Sara Holdren, Vulture: The results of strapping Three Sisters down for this particular makeover are varied. On the one hand, the incessant blasé cattiness of Feiffer's diction grinds on the ear and the soul, irrevocably shrinking the original play's world and its concerns. It's not meant to be, but Moscow Moscow often feels heartless. On the other hand, especially for its supporting characters, Feiffer's play ultimately becomes a kind of productive acting exercise. It gives its cast the freedom to be sloppy, to shake off restrictive tropes-presumptions about period, decorum, or status-and instead to bite straight into these juicy parts and draw fresh blood.
Marilyn Stasio, Variety: What makes this production so engrossing is that it seems to exist on two separate levels of reality - the stultifying reality of bourgeois life for women in turn-of-the-last-century Russia and the not-entirely-liberated lives of women in the present day. Without relinquishing its wonderful sense of gaiety, the show seems haunted by the future lives of its vital but vulnerable characters, and at the very end of the show we're allowed a glimpse of the emptiness in the days and nights to come.
Frank Scheck, The Hollywood Reporter: But once you see what Feiffer is going for, and you will very early on, the humor quickly starts to feel forced and repetitious. Moscow calms down a bit in the second act, channeling more of the poignancy of its inspiration, but by then it's hard to feel emotionally invested in the turmoil of characters who have become little more than caricatures.
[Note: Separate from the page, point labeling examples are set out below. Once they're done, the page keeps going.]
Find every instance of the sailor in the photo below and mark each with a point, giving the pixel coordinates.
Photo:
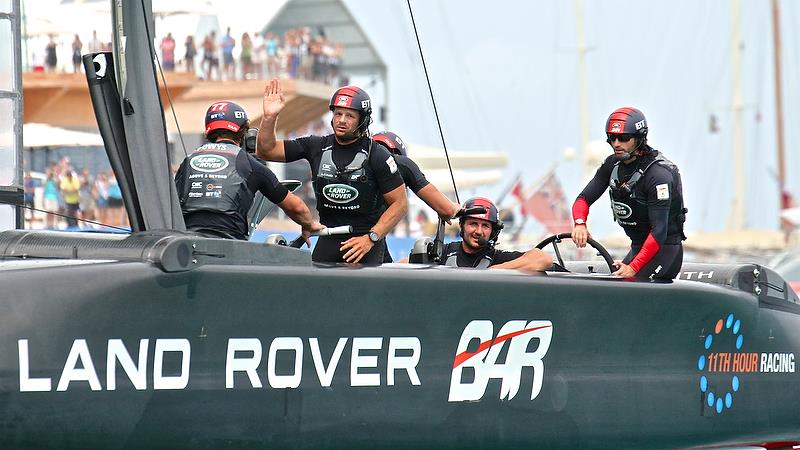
(356, 180)
(415, 180)
(218, 181)
(477, 249)
(646, 200)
Robert Hofler, The Wrap: Feiffer cuts down what is typically a three-hour play to a breathtaking 95 minutes, which, right there, only pushes the collective Russian ennui into the Urals of the ridiculous. Add in expensive sneakers, celeb t-shirts, lots of F-bombs, cross-dressing (the male actor Chris Perfetti plays the tortured diva Masha), plenty of Internet jargon and even a whoopee cushion. In addition, the actors occasionally break into a chorus to laugh, "Ha! Ha! Ha!" and repeatedly call each other out whenever one provides too much exposition in the style of the Russian master himself.
Melissa Rose Bernardo, New York Stage Review: Though Chekhov's play is titled Three Sisters, rarely, if ever, do the title characters emerge as true stars of any production. All the action ostensibly centers on the trio-it does take place in their house, after all-but there are twice as many husbands, love interests, and would-be-suitors in Olga, Masha, and Irina's orbit. It always somehow feels like an ensemble play. Not so with Moscow Moscow Moscow Moscow Moscow Moscow, Halley Feiffer's crafty, contemporary-ish take on the Chekhov classic at MCC Theater.
Jesse Oxfeld, New York Stage Review: The entire cast is delightful, and has a blast with the funny and prolific Feiffer's outrageous script: They're all recognizable young actors, having digging into their overdrawn parts but nevertheless embodying their characters' traditional sadness and frustration. Trip Cullman's direction keeps them in frothy state of barely contained chaos. (The center, of course, will not hold.)